The bear isn't all bad. What exactly is a bear market?

http://www.douglasgerlach.com/clubs/askdoug/bearmarket.html

The Looming Bear

by Douglas Gerlach

Market headlines of recent days are using words that seem tailored to strike panic in the hearts of investors: fear, suffering, carnage.

Starting with the technology stocks of the Nasdaq, and now spreading even to the blue chip stalwarts of the Dow, this market sell-off is bringing us into territory that smells distinctively bear-ish. After enjoying years of great market news, it's unfamiliar territory for many of us.

But as Peter Lynch likes to point out, "When it's 15 below in Minnesota, they don't panic -- they just wait until spring." The market has gone up and down throughout its history, and it doesn't pay to panic when the market declines.


What exactly is a bear market? It's an extended period when stock prices generally decline. It can last for months, or even for years. A bull market is a period when stock prices generally increase. These terms originated back in the 1800s, but no one really knows how or why they came into use, nor why the bull came to symbolize periods of increasing prices while the bear represents downturns.

When you look at the market from a statistical perspective, you can see that it's very common for the market to experience some serious downturns. From 1928 through 1997, the S&P 500 declined in 20 of those 72 years. In eight of those years, it declined greater than 10 percent, and greater than 20 percent in four of the years. And that's not even counting the times that the market has declined greater than 10 percent or even 20 percent in the middle of a year and then recovered!

On the other hand, the S&P 500 has ended the year higher than it started out in 52 of 72 years.

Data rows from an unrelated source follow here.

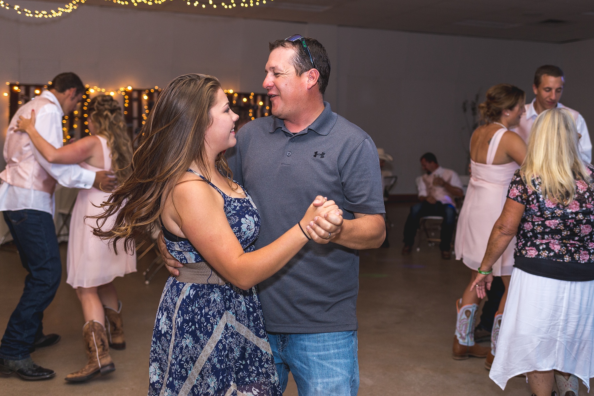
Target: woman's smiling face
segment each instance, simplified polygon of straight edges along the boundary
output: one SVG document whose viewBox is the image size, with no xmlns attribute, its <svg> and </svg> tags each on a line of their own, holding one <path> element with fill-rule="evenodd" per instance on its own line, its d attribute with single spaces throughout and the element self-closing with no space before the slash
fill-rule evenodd
<svg viewBox="0 0 594 396">
<path fill-rule="evenodd" d="M 212 123 L 206 130 L 204 140 L 215 153 L 220 153 L 235 145 L 235 121 L 239 116 L 233 112 L 229 105 L 227 95 L 219 88 L 214 105 L 210 109 Z"/>
</svg>

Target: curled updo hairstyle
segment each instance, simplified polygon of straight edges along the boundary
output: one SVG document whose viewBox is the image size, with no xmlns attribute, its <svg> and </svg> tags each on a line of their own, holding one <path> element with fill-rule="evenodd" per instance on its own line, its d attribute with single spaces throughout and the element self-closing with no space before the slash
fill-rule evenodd
<svg viewBox="0 0 594 396">
<path fill-rule="evenodd" d="M 89 104 L 89 120 L 95 128 L 95 134 L 108 141 L 111 150 L 112 169 L 121 183 L 130 173 L 132 142 L 128 134 L 122 108 L 110 95 L 99 95 Z"/>
<path fill-rule="evenodd" d="M 513 109 L 518 103 L 524 103 L 526 93 L 510 84 L 498 84 L 486 91 L 486 100 L 479 104 L 481 121 L 494 122 L 501 117 L 504 110 Z"/>
</svg>

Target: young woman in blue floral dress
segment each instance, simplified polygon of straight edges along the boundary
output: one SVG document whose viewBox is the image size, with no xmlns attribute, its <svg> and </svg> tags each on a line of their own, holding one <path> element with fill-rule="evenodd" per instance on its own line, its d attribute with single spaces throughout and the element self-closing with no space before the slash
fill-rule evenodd
<svg viewBox="0 0 594 396">
<path fill-rule="evenodd" d="M 159 303 L 151 395 L 280 396 L 255 285 L 310 239 L 327 242 L 327 233 L 318 235 L 311 222 L 342 223 L 338 207 L 318 196 L 299 224 L 255 250 L 258 210 L 223 156 L 235 144 L 238 118 L 214 77 L 189 74 L 170 83 L 141 131 L 130 176 L 99 219 L 96 233 L 114 248 L 122 238 L 131 248 L 160 221 L 168 249 L 185 263 Z M 115 225 L 102 230 L 102 218 L 115 212 Z"/>
</svg>

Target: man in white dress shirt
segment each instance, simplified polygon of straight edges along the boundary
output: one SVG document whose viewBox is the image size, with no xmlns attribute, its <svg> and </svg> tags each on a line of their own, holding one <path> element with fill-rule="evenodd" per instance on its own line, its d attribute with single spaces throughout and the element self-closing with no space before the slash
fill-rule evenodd
<svg viewBox="0 0 594 396">
<path fill-rule="evenodd" d="M 35 128 L 39 134 L 54 147 L 62 147 L 62 118 L 74 111 L 84 91 L 76 74 L 59 74 L 49 90 L 18 109 L 11 121 L 4 142 L 7 166 L 0 173 L 0 211 L 29 275 L 0 344 L 0 372 L 15 372 L 24 379 L 45 379 L 55 375 L 53 370 L 33 363 L 30 353 L 60 339 L 57 334 L 44 335 L 42 324 L 43 311 L 53 299 L 62 276 L 53 220 L 56 181 L 65 187 L 103 186 L 109 191 L 115 180 L 109 172 L 96 173 L 76 164 L 48 163 L 27 134 L 17 132 L 15 128 L 19 116 L 29 118 L 34 110 Z"/>
<path fill-rule="evenodd" d="M 527 144 L 532 124 L 539 114 L 553 107 L 567 109 L 573 116 L 577 132 L 581 135 L 579 149 L 582 158 L 586 162 L 589 163 L 592 159 L 592 144 L 590 141 L 588 127 L 586 125 L 584 118 L 575 110 L 559 103 L 563 93 L 564 84 L 563 71 L 557 66 L 545 65 L 536 69 L 532 84 L 532 90 L 536 97 L 532 100 L 532 103 L 526 105 L 526 113 L 520 119 L 520 125 L 514 128 L 513 131 Z"/>
<path fill-rule="evenodd" d="M 425 174 L 416 178 L 416 187 L 420 202 L 410 208 L 405 224 L 405 246 L 402 254 L 410 254 L 415 243 L 415 236 L 419 228 L 419 221 L 424 216 L 441 216 L 441 234 L 440 249 L 441 258 L 449 259 L 451 256 L 451 237 L 456 223 L 457 197 L 462 197 L 462 182 L 458 174 L 451 169 L 440 166 L 432 153 L 426 153 L 421 157 L 421 166 Z"/>
</svg>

In 41 years, the S&P 500 ended up greater than 10 percent, and in 28 years, it closed the year with a 20 percent or greater gain.

But a bear market isn't all bad news. Sure, it can hurt when your portfolio takes a hit when stock prices fall. But you'd still better be prepared for the inevitable downturns in the stock market, and remember that the situation is only temporary, after all. In every instance when the overall market dropped, it returned and then grew to greater heights. In fact, the stock market has a 100 percent success rate when it comes to recovering from a bear market! The only thing to remember is that sometimes it takes longer for the bounce-back to occur.

If you follow a long-term approach to investing, then you know that patience is a virtue whenever you're investing in the stock market. It also helps to keep your vision focused on your long-term horizon whenever the market hits some turbulence. By using dollar cost averaging and by investing regularly, you can even make the bear market work for you by taking advantage of generally lower prices with additional purchases. Knowing the market's infallible past record, you can sleep easy -- even when other investors are panicking.